Tumor contamination of the PBSC graft was measured with lymphoma colony formation and/or polymerase chain reaction (PCR). Dr. Flinn said that using rituximab as a purge has cleared peripheral blood of all detectable lymphoma cells by PCR assay in a small series of patients.

“We were looking for a new purging method,” he said. “It seemed that by giving the patient the antibody rather than by treating the graft after the cells were collected, you could prevent the mobilization of tumor cells.”

Results from Two Trials

Dr. Flinn presented the combined results from two trials involving 51 patients, most with follicular lymphoma. The trials were similar in design, except in the second trial, a number of patients were CD34-selected for tumor depletion if at least 5 x 106 CD34+ cells/kg (twice the number needed for transplant) were collected. In these 19 patients, the investigators were able to determine purging efficacy with and without the additional CD34-selection, he explained.

“The logic is that with positive and negative selection, you are better able to purge the graft. However, with ex vivo technique many CD34 cells are lost and transplantation may not be possible,” he pointed out. Rituximab does not interfere with stem cell mobilization and thus there are more stem cells available for CD34 selection.

High-volume Apheresis

Patients received 375 mg/m² of rituximab on day 1 of mobilization, followed by cyclophosphamide (Cytoxan, Neosar) 2.5 g/m² on day 4, and either G-CSF 10 µ/kg starting on day 5 or GM-CSF 10 µ/kg on days 5 to 11 and G-CSF 10 µ/kg starting on day 10 through the last day of apheresis. Stem cells were collected using a high-volume apheresis procedure.

The preparative regimen consisted of either cyclophosphamide and total body irradiation or busulfan (Myleran) and cyclophosphamide in patients with prior radiotherapy. Post-transplant, patients in the first study received one dose of rituximab and patients in the second study received four doses.

Successfully Mobilized

Forty-six of the 51 patients were successfully mobilized (median 10.6 x 106 CD34+/kg, range of 2.24 x 106 to 59.5 x 106 CD34+/kg), and most of these required only one high-volume apheresis.

“We found that the majority of patients undergoing in vivo purging were free of lymphoma by colony forming assay, but there was an incremental increase in these numbers [depleted] after CD34 selection,” Dr.
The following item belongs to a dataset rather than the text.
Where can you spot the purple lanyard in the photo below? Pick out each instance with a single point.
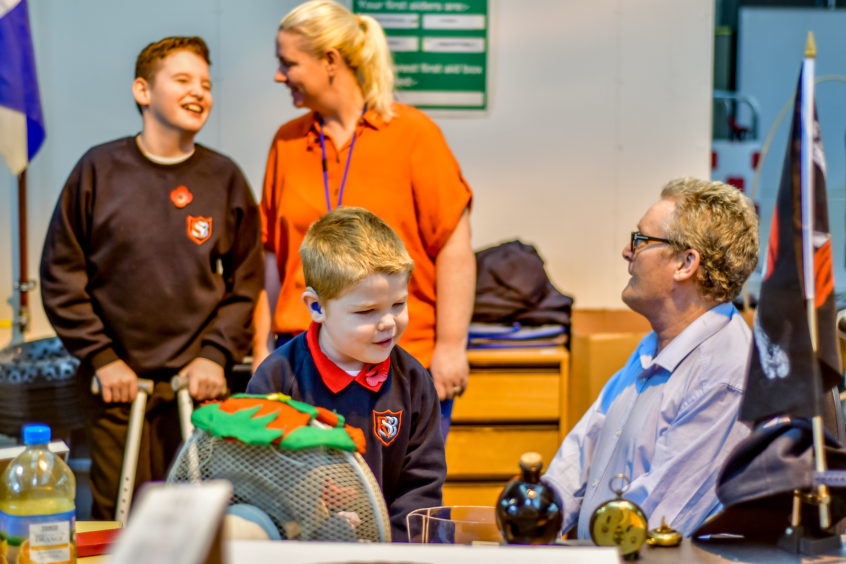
(325, 171)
Flinn reported.

Thirteen of 19 patients were lymphoma-free before CD34 selection, and 17 of 19 after CD34 selection. Seven patients whose lymphomas were positive for either t(11;14) or t(14;18) received grafts that were not CD34 selected. Only one of these grafts was PCR-positive for lymphoma.
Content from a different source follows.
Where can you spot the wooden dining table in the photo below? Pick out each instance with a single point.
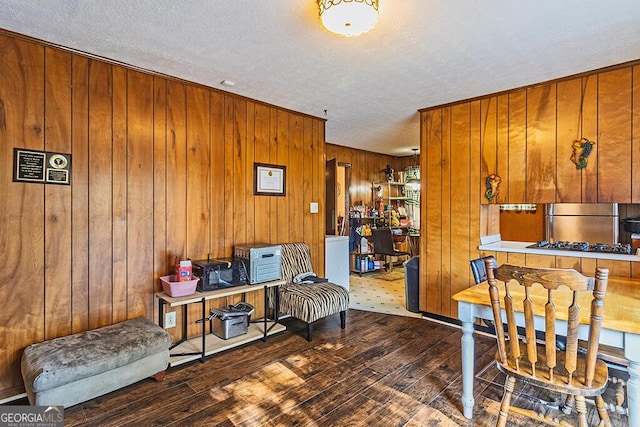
(620, 328)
“So far it looks as if the use of both techniques is the best,” Dr. Flinn noted. “But there are still several questions: are we giving the optimal dose of rituximab before stem cell mobilization to get the best purge possible prior to transplant? You might give three to four doses of Rituxan prior to mobilization, and this might produce a better purge and CD34 selection might not be needed,” he proposed.

CD34 selection is labor intensive and expensive.

“Furthermore, some studies have found that there are a population of CD34 cells that are positive for t(14;18). Therefore, grafts that are only CD34 selective may still contain neoplastic cells,” Dr. Flinn said.